RTé's silence over the abuse of cocaine by Gerry Ryan falls well short of the standards a public-sector broadcaster should aspire to.


All last week, people tuning into RTÉ might have expected some sort of discussion about the issues for wider society raised by the death from cocaine of a man of Gerry Ryan's stature.


Yet the star presenters and senior managers remained noticeably silent about the lessons that can and should be learned from the revelation that the 2FM presenter was a lifelong drug abuser. Ryan Tubridy, to be fair to him, broke the silence but only to say that as a friend of Gerry Ryan, he would not be dealing with the subject on the show. He condemned cocaine abuse.


The reticence of RTÉ presenters to host discussions about Ryan in the light of the inquest findings, and about middle-class cocaine abuse generally, is perfectly understandable on a human level. These were his friends and colleagues. They liked and respected him.


They genuinely would not want to intrude on the grief of his family, as Pat Kenny said on Friday, nor add to the hurt felt by his partner Melanie Verwoerd, who had to endure the pain of discovering at the inquest that Ryan secretly took cocaine despite making a promise not to do so. Such deceits and betrayals, even to those closest to the abuser, are the stock in trade of the addict.
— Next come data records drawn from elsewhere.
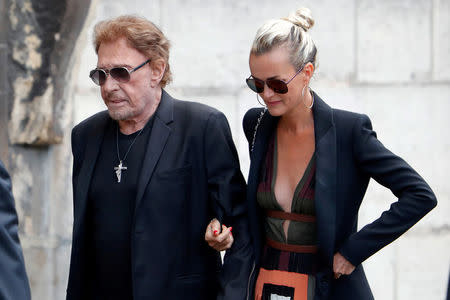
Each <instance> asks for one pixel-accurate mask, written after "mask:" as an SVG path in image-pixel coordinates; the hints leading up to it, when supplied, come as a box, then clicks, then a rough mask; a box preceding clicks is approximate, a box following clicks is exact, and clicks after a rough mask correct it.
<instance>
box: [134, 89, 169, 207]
mask: <svg viewBox="0 0 450 300" xmlns="http://www.w3.org/2000/svg"><path fill="white" fill-rule="evenodd" d="M173 102H174V100H173V98H172V97H171V96H170V95H169V94H167V93H166V92H165V91H164V90H163V91H162V95H161V102H160V103H159V106H158V109H157V110H156V113H155V120H154V123H153V128H152V131H151V133H150V138H149V139H148V144H147V147H146V151H145V156H144V161H143V164H142V166H143V167H142V170H141V174H140V176H139V182H138V190H137V194H136V206H135V215H136V211H137V208H138V207H139V204H140V203H141V201H142V197H143V196H144V192H145V189H146V187H147V185H148V183H149V181H150V178H151V177H152V174H153V172H154V170H155V167H156V164H157V162H158V160H159V157H160V156H161V154H162V152H163V150H164V147H165V145H166V143H167V139H168V138H169V136H170V132H171V129H170V127H169V126H167V125H168V124H169V123H170V122H172V121H173Z"/></svg>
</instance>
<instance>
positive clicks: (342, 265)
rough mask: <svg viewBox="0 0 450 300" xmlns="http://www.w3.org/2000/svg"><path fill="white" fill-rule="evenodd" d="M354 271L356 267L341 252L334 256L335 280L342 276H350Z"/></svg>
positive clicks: (334, 255)
mask: <svg viewBox="0 0 450 300" xmlns="http://www.w3.org/2000/svg"><path fill="white" fill-rule="evenodd" d="M353 270H355V266H354V265H352V264H351V262H349V261H348V260H347V259H346V258H345V257H343V256H342V255H341V254H340V253H339V252H337V253H336V254H335V255H334V258H333V272H334V278H335V279H338V278H339V277H341V275H350V274H351V273H352V272H353Z"/></svg>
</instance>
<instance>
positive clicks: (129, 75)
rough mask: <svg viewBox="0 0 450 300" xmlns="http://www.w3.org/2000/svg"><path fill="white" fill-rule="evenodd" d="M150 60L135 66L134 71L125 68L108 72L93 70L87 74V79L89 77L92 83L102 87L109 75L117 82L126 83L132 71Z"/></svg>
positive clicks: (146, 60) (111, 70) (109, 71)
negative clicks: (123, 82) (128, 69)
mask: <svg viewBox="0 0 450 300" xmlns="http://www.w3.org/2000/svg"><path fill="white" fill-rule="evenodd" d="M149 62H150V59H147V60H146V61H144V62H143V63H142V64H140V65H139V66H137V67H136V68H134V69H131V70H128V69H127V68H126V67H115V68H111V69H109V70H105V69H94V70H92V71H91V72H90V73H89V77H91V79H92V81H93V82H94V83H95V84H97V85H103V84H104V83H105V82H106V77H108V75H111V76H112V78H114V79H115V80H117V81H118V82H122V83H123V82H128V81H130V75H131V73H133V72H134V71H137V70H138V69H140V68H142V67H143V66H145V64H147V63H149Z"/></svg>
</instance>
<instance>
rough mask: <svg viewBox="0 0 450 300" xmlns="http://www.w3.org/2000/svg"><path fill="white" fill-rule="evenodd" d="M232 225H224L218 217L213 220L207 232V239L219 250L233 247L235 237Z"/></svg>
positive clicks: (211, 221)
mask: <svg viewBox="0 0 450 300" xmlns="http://www.w3.org/2000/svg"><path fill="white" fill-rule="evenodd" d="M231 230H232V227H227V226H225V225H222V230H220V223H219V221H217V220H216V219H213V220H211V222H210V223H209V225H208V227H207V228H206V232H205V241H206V242H207V243H208V245H209V246H210V247H212V248H214V249H215V250H217V251H223V250H227V249H229V248H231V246H232V245H233V242H234V239H233V234H232V233H231Z"/></svg>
But Gerry Ryan was a very public figure. He was an opinionated, clever, but also understanding man whose programmes often proved a touchstone for the wider public who tuned in. He was an avid commentator on a wide variety of social issues, including drug abuse. He was a role model. He did not flinch from devoting airtime to the fallout from the death from cocaine of young Katy French, condemning cocaine use at the time despite the fact that he was a lifelong abuser of the drug.
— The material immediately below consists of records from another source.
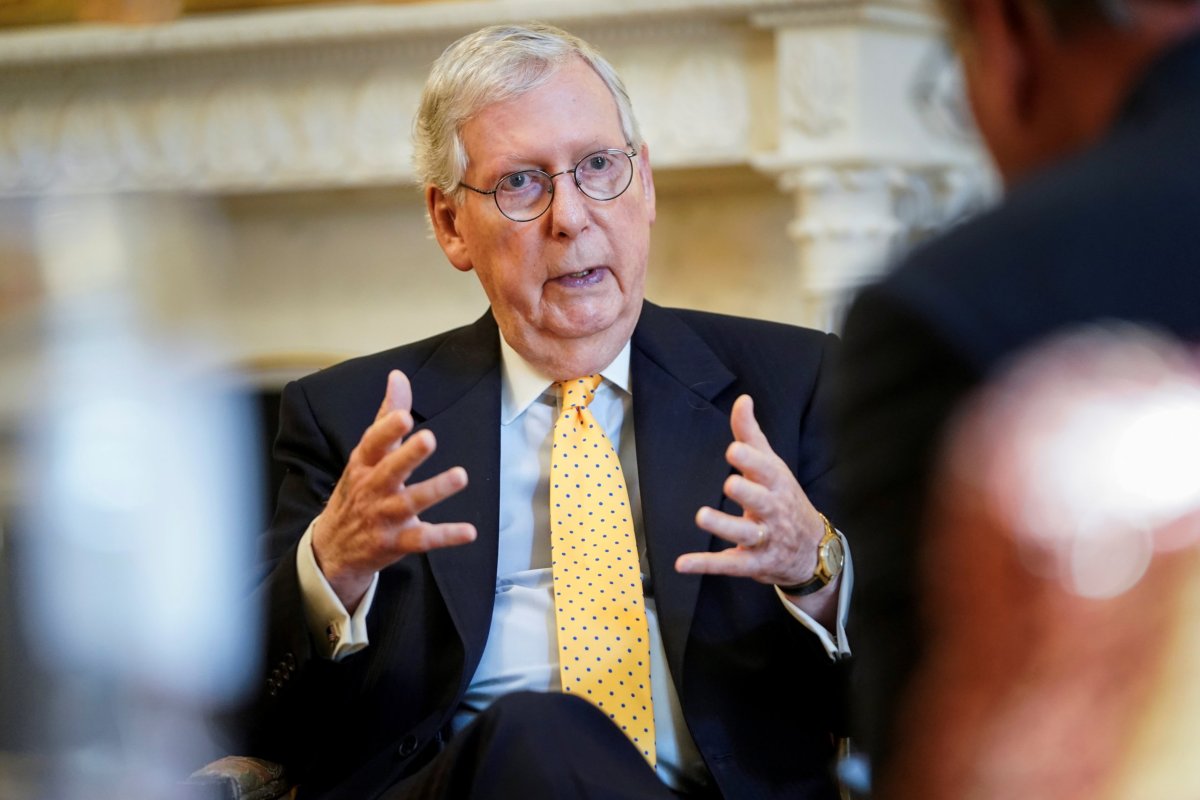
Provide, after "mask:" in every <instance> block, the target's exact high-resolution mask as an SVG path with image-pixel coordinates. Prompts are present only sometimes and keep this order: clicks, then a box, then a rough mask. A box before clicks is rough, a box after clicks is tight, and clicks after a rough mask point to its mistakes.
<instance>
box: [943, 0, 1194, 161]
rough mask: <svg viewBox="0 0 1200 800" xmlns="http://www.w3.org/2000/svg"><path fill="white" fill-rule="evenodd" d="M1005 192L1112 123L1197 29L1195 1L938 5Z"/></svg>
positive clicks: (960, 3)
mask: <svg viewBox="0 0 1200 800" xmlns="http://www.w3.org/2000/svg"><path fill="white" fill-rule="evenodd" d="M940 5H941V8H942V11H943V14H944V16H946V18H947V22H948V23H949V26H950V31H952V35H953V37H954V40H955V43H956V46H958V50H959V53H960V55H961V58H962V65H964V73H965V77H966V83H967V94H968V98H970V101H971V107H972V110H973V112H974V116H976V122H977V125H978V128H979V132H980V134H982V136H983V138H984V140H985V143H986V145H988V149H989V150H990V151H991V154H992V157H994V160H995V162H996V167H997V169H998V170H1000V173H1001V175H1002V176H1003V179H1004V180H1006V182H1012V181H1013V180H1016V179H1019V178H1020V176H1022V175H1025V174H1026V173H1030V172H1032V170H1036V169H1038V168H1040V167H1043V166H1046V164H1048V163H1050V162H1052V161H1056V160H1057V158H1061V157H1063V156H1066V155H1068V154H1070V152H1073V151H1075V150H1079V149H1081V148H1084V146H1086V145H1087V144H1090V143H1091V142H1092V140H1094V139H1096V138H1098V137H1099V136H1100V134H1102V133H1103V132H1104V131H1105V130H1106V128H1108V127H1109V125H1110V124H1111V122H1112V120H1114V118H1115V115H1116V114H1117V112H1118V109H1120V106H1121V103H1122V102H1123V101H1124V98H1126V97H1127V96H1128V94H1129V91H1130V90H1132V88H1133V85H1134V84H1135V82H1136V80H1138V78H1139V77H1140V74H1141V72H1142V70H1145V67H1146V66H1147V64H1148V62H1150V61H1151V60H1152V59H1153V58H1154V56H1156V55H1157V54H1158V53H1159V52H1162V50H1163V49H1164V48H1165V47H1168V46H1170V44H1171V43H1174V42H1175V41H1177V40H1178V38H1181V37H1182V36H1184V35H1187V34H1188V32H1190V31H1194V30H1198V29H1200V2H1198V0H940Z"/></svg>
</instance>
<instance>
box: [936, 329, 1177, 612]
mask: <svg viewBox="0 0 1200 800" xmlns="http://www.w3.org/2000/svg"><path fill="white" fill-rule="evenodd" d="M971 414H973V415H982V416H983V417H985V419H986V420H988V423H986V425H985V426H979V427H980V428H982V429H984V431H986V433H985V434H982V435H986V437H988V441H986V443H980V441H974V443H972V446H976V447H980V451H984V452H989V453H992V455H994V456H995V457H994V458H991V459H990V463H985V464H980V463H979V462H978V459H976V458H972V456H971V455H970V447H967V449H965V450H964V451H962V452H961V453H959V457H958V462H956V464H958V465H956V469H959V470H960V473H961V474H964V475H971V476H972V477H971V479H970V480H973V481H977V482H982V483H983V485H984V486H985V491H986V494H988V497H989V499H990V501H991V503H992V504H994V506H995V512H996V513H997V515H1000V518H1003V519H1009V521H1010V522H1012V529H1013V530H1015V531H1016V535H1018V540H1019V545H1020V547H1021V554H1022V559H1024V563H1025V564H1026V565H1027V566H1028V567H1030V569H1031V570H1032V571H1034V572H1036V573H1038V575H1043V576H1045V577H1054V578H1056V579H1058V581H1061V582H1063V583H1064V584H1066V585H1067V587H1069V588H1070V589H1072V591H1074V593H1075V594H1078V595H1081V596H1085V597H1111V596H1115V595H1118V594H1121V593H1123V591H1126V590H1128V589H1129V588H1132V587H1133V585H1135V584H1136V583H1138V581H1140V579H1141V577H1142V575H1145V571H1146V569H1147V567H1148V565H1150V561H1151V559H1152V555H1153V553H1154V552H1156V551H1160V549H1168V548H1172V547H1180V546H1186V545H1189V543H1193V542H1195V541H1198V540H1200V524H1198V523H1196V522H1195V519H1200V362H1198V360H1196V359H1195V356H1194V355H1193V354H1190V353H1188V351H1187V349H1186V348H1184V347H1183V345H1182V344H1180V343H1177V342H1174V341H1170V339H1166V338H1164V337H1159V336H1157V335H1153V333H1150V332H1146V331H1144V330H1140V329H1133V327H1128V326H1122V327H1115V329H1114V327H1094V329H1088V330H1086V331H1082V332H1073V333H1069V335H1066V336H1063V337H1061V338H1057V339H1054V341H1051V342H1049V343H1046V344H1044V345H1042V347H1040V348H1038V349H1037V350H1034V351H1033V353H1031V354H1027V355H1026V356H1025V357H1024V359H1021V360H1019V361H1018V362H1015V363H1014V366H1013V367H1012V368H1010V371H1009V372H1007V373H1006V374H1003V375H1002V377H1001V378H1000V379H998V380H997V381H996V384H995V385H994V387H992V389H990V390H989V391H986V392H985V393H984V395H983V396H982V397H980V398H979V401H978V402H977V403H976V404H974V405H973V407H972V410H971ZM1181 521H1182V523H1181ZM1181 524H1182V528H1181ZM1168 531H1169V535H1168Z"/></svg>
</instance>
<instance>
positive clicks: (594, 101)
mask: <svg viewBox="0 0 1200 800" xmlns="http://www.w3.org/2000/svg"><path fill="white" fill-rule="evenodd" d="M564 120H569V121H570V125H563V124H562V122H563V121H564ZM462 137H463V146H464V148H466V152H467V160H468V163H479V164H480V166H485V167H486V166H488V164H492V163H500V162H503V163H517V162H528V161H529V160H536V158H540V157H552V158H556V160H557V158H560V157H562V156H563V154H564V152H566V154H572V152H574V154H576V156H575V158H581V157H583V156H586V155H588V154H589V152H594V151H595V150H604V149H607V148H622V146H624V145H625V140H624V133H623V132H622V125H620V114H619V110H618V108H617V101H616V98H613V96H612V92H611V91H610V90H608V86H607V84H605V83H604V80H602V79H601V78H600V76H598V74H596V73H595V71H594V70H592V67H590V66H589V65H588V64H587V62H586V61H583V60H581V59H575V60H574V61H570V62H568V64H565V65H563V66H560V67H558V68H557V70H556V71H554V72H553V73H551V74H550V76H548V77H547V78H546V80H544V82H540V83H539V84H538V85H535V86H533V88H530V89H528V90H526V91H523V92H521V94H518V95H515V96H512V97H506V98H504V100H502V101H498V102H496V103H490V104H487V106H484V107H482V108H480V109H479V110H478V112H476V113H475V114H474V115H473V116H472V118H470V119H469V120H467V121H466V122H464V124H463V126H462ZM485 161H486V162H487V163H486V164H485V163H484V162H485Z"/></svg>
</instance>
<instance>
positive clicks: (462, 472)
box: [382, 467, 467, 522]
mask: <svg viewBox="0 0 1200 800" xmlns="http://www.w3.org/2000/svg"><path fill="white" fill-rule="evenodd" d="M464 488H467V470H464V469H463V468H462V467H454V468H451V469H448V470H446V471H444V473H438V474H437V475H434V476H433V477H431V479H427V480H424V481H421V482H420V483H413V485H412V486H406V487H404V489H403V491H402V492H397V493H396V494H392V495H391V497H389V498H388V499H385V500H384V501H383V503H382V511H383V512H384V513H385V515H388V516H389V517H391V518H392V519H395V521H397V522H402V521H404V519H407V518H410V517H415V516H416V515H419V513H421V512H422V511H425V510H426V509H431V507H433V506H436V505H437V504H439V503H442V501H443V500H445V499H446V498H449V497H452V495H455V494H457V493H458V492H462V491H463V489H464Z"/></svg>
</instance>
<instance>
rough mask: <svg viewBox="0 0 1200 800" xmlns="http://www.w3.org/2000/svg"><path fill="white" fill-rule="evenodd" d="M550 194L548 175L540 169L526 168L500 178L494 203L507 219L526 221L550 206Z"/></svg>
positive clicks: (526, 221) (528, 219) (548, 177)
mask: <svg viewBox="0 0 1200 800" xmlns="http://www.w3.org/2000/svg"><path fill="white" fill-rule="evenodd" d="M552 194H553V182H552V181H551V179H550V175H547V174H546V173H544V172H541V170H540V169H527V170H524V172H523V173H512V174H511V175H505V176H504V178H502V179H500V182H499V184H497V185H496V205H497V206H498V207H499V209H500V213H503V215H504V216H506V217H508V218H509V219H515V221H516V222H528V221H529V219H534V218H536V217H539V216H541V213H542V212H544V211H545V210H546V209H547V207H548V206H550V200H551V196H552Z"/></svg>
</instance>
That he died so young was tragic. But that he died as a result of abuse of a class-A illegal drug is a legitimate matter for journalistic discussion. The testimony of many who knew him over the years is that his drug-taking was an open secret, but it was left unchallenged.


Ignoring drug abuse is to facilitate it. On one level, the failure within RTÉ to confront the issue publicly is an approach that counsellors working with families damaged by drug abuse might regard as classic enabling.


Quite apart from the fact that their role as public-sector broadcasters, paid for by the public licence fee, should be to lead the debate on difficult subjects such as middle-class drug abuse, their failure to confront the issue allows too much to be left unsaid. At the very least, might there not have been some attempt to puncture the veneer of glamour associated with Ryan's hedonistic lifestyle?


Some 217 people died of cocaine-related abuse in the years 2007, '08 and '09. That fact alone makes the premature cocaine-induced death of one of Irish society's most important role models an issue, if only to warn others in a similar position.


RTÉ senior management needs to explain what lessons it has learned itself. Its drugs policy, and the sort of help it offers to those it employs, must be a matter for review. If it was such an open secret, why did nobody intervene – to help, not necessarily condemn?


A documentary is now being made about the late broadcaster. It was scheduled to be screened over the Christmas period. If it is to be a true portrayal of a complex, much-loved man, it cannot ignore the truth.